Cela indique toutefois la présence de principes actifs dangereux pour l'organisme dans les produits classés sur cette liste. Mais les produits en questions peuvent toutefois entrer dans la composition d'un médicament avec un dosage non nocif et une prescription bien précise, sur ordonnance, précisent plusieurs articles du Code de la santé publique (CSP).


Christian Estrosi et Valérie Boyer sont-il traités à la chloroquine?


Le maire de Nice, Christian Estrosi (LR), lui-même contaminé par le coronavirus, a expliqué être “traité à la chloroquine”, dans un entretien vidéo accordé jeudi au quotidien régional Nice Matin.


“Au début, j’ai pris un Doliprane 1000 trois fois par jour. C’est ce qui est recommandé”, raconte-t-il. “Certains infectiologues comme le Pr Didier Raoult (...) sont à peu près d’accord sur le fait que même s’il n’y a pas assez de recul en terme épidémiologique, le fameux traitement à la chloroquine ajouté à un antiviral, l’Azithromycin ou plus vulgairement le Zithromax peuvent à la fois mieux protéger et accélérer la guérison. J’ai suivi leurs conseils et j’utilise ce traitement”, détaille le maire de Nice à nos confrères.


Christian Estrosi a également affirmé dimanche sur Radio J qu'il a "envie qu'on fasse confiance" à Didier Raoult. "L'hôpital de Nice a été approvisionné [en chloroquine] avec Sanofi, comme d'autres établissements hospitaliers de notre pays (...) Il y a des protocoles et à partir du moment où le médecin hospitalier se tourne vers les familles en demandant si elles sont d'accord, eh bien tant mieux", a-t-il souligné.


Elle aussi infectée par le coronavirus, la députée des Bouches-du-Rhône Valérie Boyer, est traitée depuis une semaine au Plaquenil. "J'ai un comprimé de Plaquenil le matin, et trois comprimés d'antibiotiques le matin", détaille-t-elle au micro de France Inter.

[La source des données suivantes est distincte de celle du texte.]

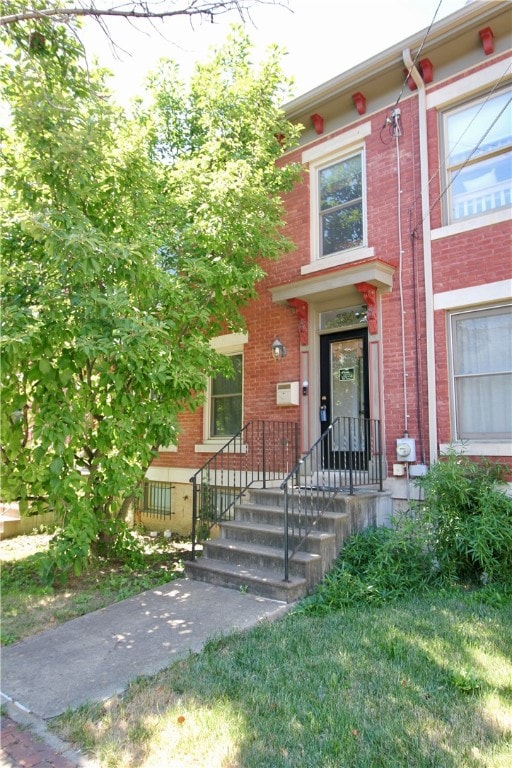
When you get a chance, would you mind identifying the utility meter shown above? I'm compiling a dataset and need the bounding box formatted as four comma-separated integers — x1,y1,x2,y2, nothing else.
396,437,416,462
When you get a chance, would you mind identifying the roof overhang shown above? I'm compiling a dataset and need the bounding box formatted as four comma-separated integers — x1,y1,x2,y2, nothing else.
269,259,395,304
283,0,511,120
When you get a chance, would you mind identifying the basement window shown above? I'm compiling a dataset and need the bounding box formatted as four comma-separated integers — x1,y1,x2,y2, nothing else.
141,480,172,518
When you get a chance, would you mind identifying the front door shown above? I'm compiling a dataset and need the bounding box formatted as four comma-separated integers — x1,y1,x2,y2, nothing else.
320,328,370,469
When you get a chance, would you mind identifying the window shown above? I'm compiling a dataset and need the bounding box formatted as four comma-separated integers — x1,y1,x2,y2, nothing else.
318,153,364,257
141,480,172,517
450,305,512,440
445,91,512,222
209,355,243,438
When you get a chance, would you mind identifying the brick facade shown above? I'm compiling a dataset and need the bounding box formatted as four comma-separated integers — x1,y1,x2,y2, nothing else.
149,2,512,527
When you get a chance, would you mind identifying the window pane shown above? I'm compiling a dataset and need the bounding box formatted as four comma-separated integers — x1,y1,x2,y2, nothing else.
321,203,363,256
454,312,512,375
446,92,512,220
212,395,242,437
210,355,243,437
320,155,362,211
448,92,512,165
456,374,512,440
212,355,242,395
452,307,512,440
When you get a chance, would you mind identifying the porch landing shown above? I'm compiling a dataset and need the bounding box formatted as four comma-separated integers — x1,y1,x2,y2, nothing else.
185,488,391,603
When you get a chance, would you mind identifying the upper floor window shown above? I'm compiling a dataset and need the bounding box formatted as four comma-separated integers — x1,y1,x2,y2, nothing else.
318,153,364,257
445,91,512,222
209,354,243,438
450,306,512,440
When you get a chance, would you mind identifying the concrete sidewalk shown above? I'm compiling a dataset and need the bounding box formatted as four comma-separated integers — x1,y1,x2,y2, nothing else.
1,579,289,720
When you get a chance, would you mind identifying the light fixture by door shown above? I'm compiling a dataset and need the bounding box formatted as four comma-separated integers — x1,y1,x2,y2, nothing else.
272,336,286,360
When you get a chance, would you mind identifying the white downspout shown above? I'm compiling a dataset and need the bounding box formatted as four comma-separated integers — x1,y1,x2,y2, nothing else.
402,48,437,465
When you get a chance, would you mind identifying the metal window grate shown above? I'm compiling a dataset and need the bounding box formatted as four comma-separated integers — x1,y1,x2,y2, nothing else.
141,480,172,517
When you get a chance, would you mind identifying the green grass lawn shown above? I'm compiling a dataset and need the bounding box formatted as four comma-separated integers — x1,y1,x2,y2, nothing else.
54,589,512,768
0,534,190,645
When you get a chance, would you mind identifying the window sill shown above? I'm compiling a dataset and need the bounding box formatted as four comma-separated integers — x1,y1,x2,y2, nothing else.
439,440,512,457
300,246,375,275
194,438,247,453
431,208,511,240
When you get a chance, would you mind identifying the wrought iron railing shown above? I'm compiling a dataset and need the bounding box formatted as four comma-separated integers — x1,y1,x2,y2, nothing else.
280,417,383,581
190,419,299,559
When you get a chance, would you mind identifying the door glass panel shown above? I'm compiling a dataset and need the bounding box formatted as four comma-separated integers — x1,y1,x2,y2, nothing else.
330,339,365,450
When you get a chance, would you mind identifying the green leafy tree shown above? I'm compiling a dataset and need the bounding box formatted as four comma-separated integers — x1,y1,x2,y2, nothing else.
1,12,298,578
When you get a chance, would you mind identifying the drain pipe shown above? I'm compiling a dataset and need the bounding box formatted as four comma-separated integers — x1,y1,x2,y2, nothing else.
402,48,437,465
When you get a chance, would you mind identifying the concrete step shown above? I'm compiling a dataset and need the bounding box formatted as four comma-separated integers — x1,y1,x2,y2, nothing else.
203,538,324,589
220,520,336,564
185,557,307,603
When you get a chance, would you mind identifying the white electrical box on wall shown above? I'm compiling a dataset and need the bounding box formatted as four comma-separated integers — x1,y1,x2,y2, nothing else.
276,381,299,405
396,437,416,462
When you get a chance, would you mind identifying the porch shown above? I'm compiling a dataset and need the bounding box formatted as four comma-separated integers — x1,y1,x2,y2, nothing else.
186,417,391,602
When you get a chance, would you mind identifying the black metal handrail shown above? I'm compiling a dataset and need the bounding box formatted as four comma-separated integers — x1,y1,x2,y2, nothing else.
190,419,299,559
280,416,383,581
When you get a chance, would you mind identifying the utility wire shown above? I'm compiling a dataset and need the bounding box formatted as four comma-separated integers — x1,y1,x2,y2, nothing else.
393,0,443,108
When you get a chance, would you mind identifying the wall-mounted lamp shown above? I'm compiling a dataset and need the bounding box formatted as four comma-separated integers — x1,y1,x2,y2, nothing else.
272,336,286,360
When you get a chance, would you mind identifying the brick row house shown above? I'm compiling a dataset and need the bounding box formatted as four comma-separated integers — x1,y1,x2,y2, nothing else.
146,1,512,533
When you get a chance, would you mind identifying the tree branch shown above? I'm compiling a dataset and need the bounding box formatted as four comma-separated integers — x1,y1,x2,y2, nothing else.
0,0,283,26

Si sa toux persiste, elle assure néanmoins avoir toute confiance dans le suivi assuré par le CHU. "De toute façon, qu’a-t-on à proposer d’autre ?", interroge-t-elle.


Pourquoi Donald Trump est-il si enthousiaste ?


Le président américain n'a pas caché son enthousiasme. “Je pense que cela va changer la donne !” Ce jeudi 19 mars, Donald Trump a annoncé que les États-Unis allaient “pouvoir rendre le médicament disponible immédiatement”.


Mais cette fois encore, il avait parlé un peu vite. Le patron de la FDA, l’agence fédérale de pharmacovigilance, a dû modérer les ardeurs présidentielles en rappelant que l’utilisation de la chloroquine pour soigner le coronavirus n'avait pas été approuvée, et qu’il fallait passer par un test clinique plus large. Il a mis en garde contre le risque de générer "de faux espoirs" au sein de la population.

L’industrie du médicament n’a pas attendu pour se mettre en ordre de marche. L’israélien Teva a annoncé vendredi qu’il allait fournir gratuitement aux hôpitaux américains 10 millions de doses d’ici un mois.